AutoML-多精度优化

AutoML-多精度优化

1.HyperBand

Param Description
B Total Computational Resource
R Maxmimum Amount of Resouce that can be Allocated to A Single Configuration
n Number of Initial Configurations
r Resources per Configuration
$S_{max}$ Maximum Successive Halving Steps
$\eta$ A Constant $ \ge 1 $ ,$=3,4$,淘汰率
Bracket A Combination of $n$ and $r$

HyperBand Algorithm
Parameters

Core

  1. Successive Halving: Iteratively:Allocate -> Evaluate -> Dicard the least promising ones

  2. Hyperband extends Successive Halving by introducing an outer loop that explores different trade-offs between the number of configurations (n) and the resources allocated per configuration (B/n). While SH only evaluates one resource allocation scheme (for a fixed n and B/n), Hyperband systematically explores multiple configurations of n and B/n.

  • Inner Loop: Hyperband runs multiple rounds of Successive Halving, each with a different resource allocation (i.e., different values for n and B/n).

  • Outer Loop: The outer loop iterates over these different resource allocation schemes, allowing Hyperband to experiment with different configurations of n and B/n.

Insights

  1. HyperBand performs a geometric search over the allocation of resources and evaluates configuration with progressively larger resource allocations.
  2. Optimal Resource Allocation
  • The optimal strategy allocates resources to configurations based on their ability to distinguish them from the best-performing configuration. This requires minimal resources to separate each configuration.
  1. Successive Halving vs Uniform Allocation
  • Successive Halving is more efficient than uniform allocation because of Early-Stopping strategy.

  • Successive Halving adapts by progressively allocating resources to promising configurations, leading to a smaller budget compared to uniform allocation.

Experiments

HyperBand generalizes to different resources:

  1. Time
  2. DataSet Sampling
  3. Feature Sampling

Discussion

  1. If the training time increases superlinearly with the resource, Hyperband can offer higher speedups.

  2. HyperBand is more suitable to difficult problems such as high-dimensional ones.

2.BOHP

Combination is Innovation

  1. BO : effective in finding optimal configurations but is computationally expensive, especially in high-dimensional spaces.

  2. HyperBand : efficiently allocates resources across configurations using a bandit-based strategy and faster than BO but it suffers from the lack of a model to guide the search, which can lead to suboptimal solutions over time.

Algorithm

For simpilicity and computational efficiency,use simple TPE as the BO component.

  1. Initialization:
  • Randomly sample a fraction $ρ$ of configurations and evaluate them using a small budget.

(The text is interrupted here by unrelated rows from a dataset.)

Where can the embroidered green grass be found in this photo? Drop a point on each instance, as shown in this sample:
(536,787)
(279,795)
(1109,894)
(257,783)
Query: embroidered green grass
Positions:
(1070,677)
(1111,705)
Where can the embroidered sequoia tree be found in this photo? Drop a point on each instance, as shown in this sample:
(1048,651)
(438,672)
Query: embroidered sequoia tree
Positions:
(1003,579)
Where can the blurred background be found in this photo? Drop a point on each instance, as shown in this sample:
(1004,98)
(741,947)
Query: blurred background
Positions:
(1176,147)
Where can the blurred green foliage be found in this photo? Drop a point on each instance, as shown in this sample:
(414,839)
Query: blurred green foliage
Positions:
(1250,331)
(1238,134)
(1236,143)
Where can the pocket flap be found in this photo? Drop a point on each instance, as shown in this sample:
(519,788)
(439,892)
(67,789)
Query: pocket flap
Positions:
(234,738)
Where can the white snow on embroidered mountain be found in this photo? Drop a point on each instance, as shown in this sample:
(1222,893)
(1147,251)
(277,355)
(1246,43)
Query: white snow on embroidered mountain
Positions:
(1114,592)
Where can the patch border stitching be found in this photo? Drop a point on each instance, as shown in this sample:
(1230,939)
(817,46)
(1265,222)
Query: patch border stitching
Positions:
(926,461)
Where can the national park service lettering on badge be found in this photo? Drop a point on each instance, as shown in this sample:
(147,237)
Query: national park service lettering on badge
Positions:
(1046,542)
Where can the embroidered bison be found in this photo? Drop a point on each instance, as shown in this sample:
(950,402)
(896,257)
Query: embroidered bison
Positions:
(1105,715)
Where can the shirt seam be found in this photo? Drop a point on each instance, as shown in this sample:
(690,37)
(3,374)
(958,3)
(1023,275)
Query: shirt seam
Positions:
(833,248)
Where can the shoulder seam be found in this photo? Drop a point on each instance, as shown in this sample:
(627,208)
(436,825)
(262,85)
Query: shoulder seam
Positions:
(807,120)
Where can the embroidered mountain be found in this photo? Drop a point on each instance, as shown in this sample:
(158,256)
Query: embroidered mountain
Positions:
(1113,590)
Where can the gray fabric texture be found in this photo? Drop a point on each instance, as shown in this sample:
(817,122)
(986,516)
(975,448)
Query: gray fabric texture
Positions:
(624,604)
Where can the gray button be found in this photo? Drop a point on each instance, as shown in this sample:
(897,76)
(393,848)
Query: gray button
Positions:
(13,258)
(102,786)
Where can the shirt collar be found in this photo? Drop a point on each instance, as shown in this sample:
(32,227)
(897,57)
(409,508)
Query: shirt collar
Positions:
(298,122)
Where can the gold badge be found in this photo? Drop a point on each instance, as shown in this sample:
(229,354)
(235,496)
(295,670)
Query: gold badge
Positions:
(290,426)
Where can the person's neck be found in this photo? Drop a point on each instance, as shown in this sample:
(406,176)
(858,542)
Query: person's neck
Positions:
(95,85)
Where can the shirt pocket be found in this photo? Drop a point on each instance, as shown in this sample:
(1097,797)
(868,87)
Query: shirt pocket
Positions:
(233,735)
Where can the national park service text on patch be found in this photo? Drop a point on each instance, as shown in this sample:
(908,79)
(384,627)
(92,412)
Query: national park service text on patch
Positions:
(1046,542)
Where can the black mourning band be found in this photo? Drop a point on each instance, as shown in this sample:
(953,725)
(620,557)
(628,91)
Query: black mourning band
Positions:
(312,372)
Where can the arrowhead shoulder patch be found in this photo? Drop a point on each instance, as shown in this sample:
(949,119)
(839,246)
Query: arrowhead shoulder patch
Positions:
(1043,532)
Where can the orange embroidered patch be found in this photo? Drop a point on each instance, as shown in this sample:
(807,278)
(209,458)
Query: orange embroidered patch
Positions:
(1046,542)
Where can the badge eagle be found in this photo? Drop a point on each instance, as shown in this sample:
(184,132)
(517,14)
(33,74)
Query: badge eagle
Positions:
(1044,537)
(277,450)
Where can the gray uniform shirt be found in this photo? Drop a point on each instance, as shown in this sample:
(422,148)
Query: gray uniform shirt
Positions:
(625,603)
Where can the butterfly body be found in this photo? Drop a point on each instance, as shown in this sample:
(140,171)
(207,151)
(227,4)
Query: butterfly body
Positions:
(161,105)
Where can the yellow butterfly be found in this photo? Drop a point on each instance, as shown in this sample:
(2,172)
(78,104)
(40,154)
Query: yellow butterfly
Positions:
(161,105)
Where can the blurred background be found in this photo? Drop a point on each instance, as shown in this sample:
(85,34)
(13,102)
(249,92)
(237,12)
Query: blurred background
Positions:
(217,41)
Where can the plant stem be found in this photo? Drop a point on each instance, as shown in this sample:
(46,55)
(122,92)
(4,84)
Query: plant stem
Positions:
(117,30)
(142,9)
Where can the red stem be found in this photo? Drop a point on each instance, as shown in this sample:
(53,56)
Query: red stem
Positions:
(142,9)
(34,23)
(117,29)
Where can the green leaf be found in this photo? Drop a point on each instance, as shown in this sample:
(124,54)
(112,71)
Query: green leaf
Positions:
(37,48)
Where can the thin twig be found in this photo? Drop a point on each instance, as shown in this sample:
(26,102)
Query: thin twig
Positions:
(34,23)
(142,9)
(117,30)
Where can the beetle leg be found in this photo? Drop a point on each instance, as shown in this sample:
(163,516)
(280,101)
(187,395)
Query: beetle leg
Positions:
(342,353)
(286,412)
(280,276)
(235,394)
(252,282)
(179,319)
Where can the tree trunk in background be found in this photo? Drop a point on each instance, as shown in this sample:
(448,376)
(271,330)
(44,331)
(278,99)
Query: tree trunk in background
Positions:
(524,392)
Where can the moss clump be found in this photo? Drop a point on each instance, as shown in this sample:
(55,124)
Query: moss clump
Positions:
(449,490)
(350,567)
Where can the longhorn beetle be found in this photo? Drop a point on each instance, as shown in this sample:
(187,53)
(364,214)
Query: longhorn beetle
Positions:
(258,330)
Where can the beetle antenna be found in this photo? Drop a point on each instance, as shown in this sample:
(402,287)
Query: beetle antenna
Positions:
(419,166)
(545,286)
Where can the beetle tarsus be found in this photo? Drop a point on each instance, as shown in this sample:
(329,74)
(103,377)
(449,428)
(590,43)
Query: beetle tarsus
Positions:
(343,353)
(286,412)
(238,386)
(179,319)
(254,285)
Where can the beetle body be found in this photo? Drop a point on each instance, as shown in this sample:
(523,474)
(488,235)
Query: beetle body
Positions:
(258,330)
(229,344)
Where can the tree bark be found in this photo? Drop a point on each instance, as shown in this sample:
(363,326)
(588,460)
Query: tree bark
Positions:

  • Store these initial configurations and their performance in dataset D.

  1. Main Optimization Loop:

While optimization has not converged:

2.1 Successive Halving (SH)
For each budget level between bmin and bmax:

  • Randomly sample configurations to evaluate.
  • Evaluate each configuration using a small budget and rank them by performance.
  • Discard the worst-performing configurations and increase the resources for the best-performing configurations.
  • Store the results and update the dataset D.

2.2 Bayesian Optimization (BO):

  • If the random fraction ρ is selected, pick a random configuration for evaluation (exploration).

  • Otherwise, use the Bayesian model to select the next configuration:

  • Select the best available budget for model fitting: Based on the dataset D, choose the budget with at least Nmin observations.

  • If no valid configurations are found for that budget, pick a random configuration.

  • Fit a model (e.g., using TPE or another probabilistic model) to predict the best configuration.

  • Sample from the model: Sample Ns configurations from the model and choose the one that maximizes the expected improvement (EI).

  • Add the selected configuration to the dataset D and evaluate it.

  1. Evaluate Configurations:
  • Evaluate each configuration selected by either SH or BO on a larger budget.

  • Update the dataset D with the new evaluation results.

  1. Repeat:
  • Continue the process of refining the search space by performing Successive Halving (SH) and guiding the search using Bayesian Optimization (BO) until the optimization process converges or a maximum number of iterations is reached.
  1. Final Configuration:
  • The best configuration found is the one that provides the best performance according to the dataset D.